NotUpToDate - > UpToDate: DoUpdate

The agent manages this state machine. It compares the resource with the desired state and if the resource is not up to date with the desired state, it is changed, so that it becomes uptodate

The state machines are also dependent. The requires relation makes sure that DoUpdate is never executed before all required resources are in the state UpToDate.

For Services, the state machine is different.

NotUpToDate - > UpToDate: DoUpdate
NeedsReload -> UpToDate: DoReload

If any of the entities required by this services has reload=True, and it transitions from NotUpToDate - > UpToDate and the service itself is UpToDate then the service transitions to NeedsReload

If a new state machine concept is introduced, it should support at least these cases

Detecting the state

The state in which a resource is, can be determined by different factors:

• the environment e.g. the current content of a file can change, independent of the model.
  • the agent can detect this
  • extern systems (monitoring,...) can detect this
• current run: e.g. a config file being deployed can cause a service to reload

(more in the next post)

[wouterdb]

Proposal

What I would propose

1. each entity type gets an associated state machine
2. it is possible to extend the state machine of your parent(s)
3. a state transition corresponds to an event
4. each entity type can attach an action to each event type
5. relations can express state-machine-to-state-machine relations (e.g. for requires)
6. each entity type can define state transition based on events generated by related entities (e.g. for reload)

TODO

• [ ] define the basic state machine for std::Entity
• [ ] define requires and reload
• [ ] define some basic resources (File, Package,....)
• [ ] define some entities (that are not resource) (e.g. MySQL)
• [ ] define syntax
• [ ] think about interaction with snapshots and facts

Extensible State Machine

First important detail is that state machines must be extensible. Each child entity must be able to modify its parents state machine, without breaking it (Liskov wise).

I haven't really researched if there is a standard solution for this. I'll give it a shot.

The base case it easy: add a state and some transitions are the edge of the graph. Never breaks anything.
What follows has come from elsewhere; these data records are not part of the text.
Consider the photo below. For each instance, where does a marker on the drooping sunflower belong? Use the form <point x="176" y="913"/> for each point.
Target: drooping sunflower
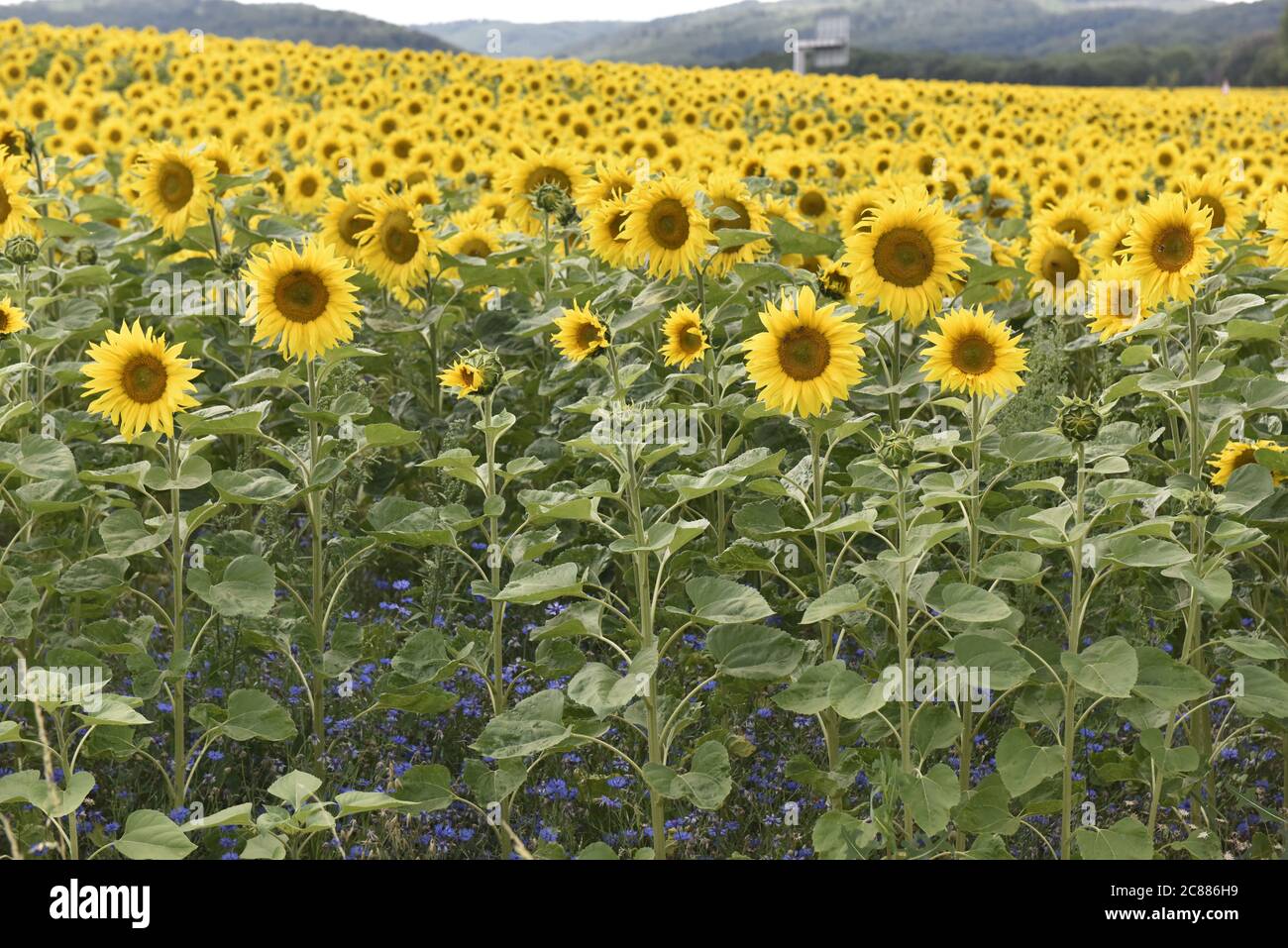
<point x="303" y="301"/>
<point x="807" y="356"/>
<point x="462" y="376"/>
<point x="174" y="187"/>
<point x="346" y="218"/>
<point x="17" y="215"/>
<point x="686" y="340"/>
<point x="138" y="380"/>
<point x="906" y="261"/>
<point x="1076" y="215"/>
<point x="666" y="226"/>
<point x="12" y="320"/>
<point x="580" y="334"/>
<point x="1216" y="194"/>
<point x="604" y="224"/>
<point x="398" y="247"/>
<point x="557" y="167"/>
<point x="974" y="353"/>
<point x="1055" y="258"/>
<point x="737" y="209"/>
<point x="1112" y="243"/>
<point x="1113" y="301"/>
<point x="1168" y="248"/>
<point x="1235" y="455"/>
<point x="305" y="189"/>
Take the following example state machine

StateMachine Basic:
Start -> Installed: Install

If I add a state running, no prob

StateMachine Service extends Basic:
Installed -> Running: Start

Adding states in between is more complicated. The easiest way would be to replace an en event, but also add it back.

e.g. If I add a state configure

StateMachine ExtendedService extends Service:
  replace Start:
     Installed -> Configured: Configure
     Configured -> Running: Start
end

We could perhaps add some type checking (or leave it to the user.).

Each Entity in the model will have a desired state, to which there is a path of states and events.

Propagation

Second important issue are the dependencies between StateMachines. A first aspect required are relation types ( #107). A relation type can carry the state machine relation

State to State relations

Requires is a state-to-state relation. It tells us that the state of the requiring object depends on the state of the required object.

For non extensible state machines, this dependency is straightforward.

implemenation requires for Requires:
 AlwaysBefore(source.Installed, target.Installed)
end

However, for the ExtendedService, it is less straightforward. If the source is ExtendedService we would expect requires to be

implemenation requires for Requires:
 AlwaysBefore(source.Running, target.Installed)
end

This is an open issue: how to keep state to state relations sane, without having to redefine them every time (that would lead to a cross product explosion),

Ideas

1. attach relations to the positions of the events in the type they refer to (so before and after can point to a different point. In this case, it would not help
2. create more types of requires (requires installed, requires running, can also explode)
3. add synthetic states to anchor relations (might also explode)
4. wildcard requires (don't start anything before the goal state is reached) (limited but powerfull)
5. meta states (current and required) (don't move from the current state if the required state is not reached) (same-ish as before)
6. relate events instead of states (won't help I think)
7. only allow requires type relation (don't move unless the others are ready)
8. wildcards with limits (any state before installed, direction depends on the goal/desired state)

Event to State relations

An event can also trigger a state change (e.g. reload).

We cloud also make this into: an event can also trigger an action on another resource. But this might create a problem of ordering and efficiency. If a resource must be installed, then started and it gets 5 reload events, then what? Install then start and reload 5 times? Install, start and reload? or just install, start? or reload, install, start?

Limiting events to triggering state transition seems cleaner. It however introduces a new kind of state transition: one triggered by other entities.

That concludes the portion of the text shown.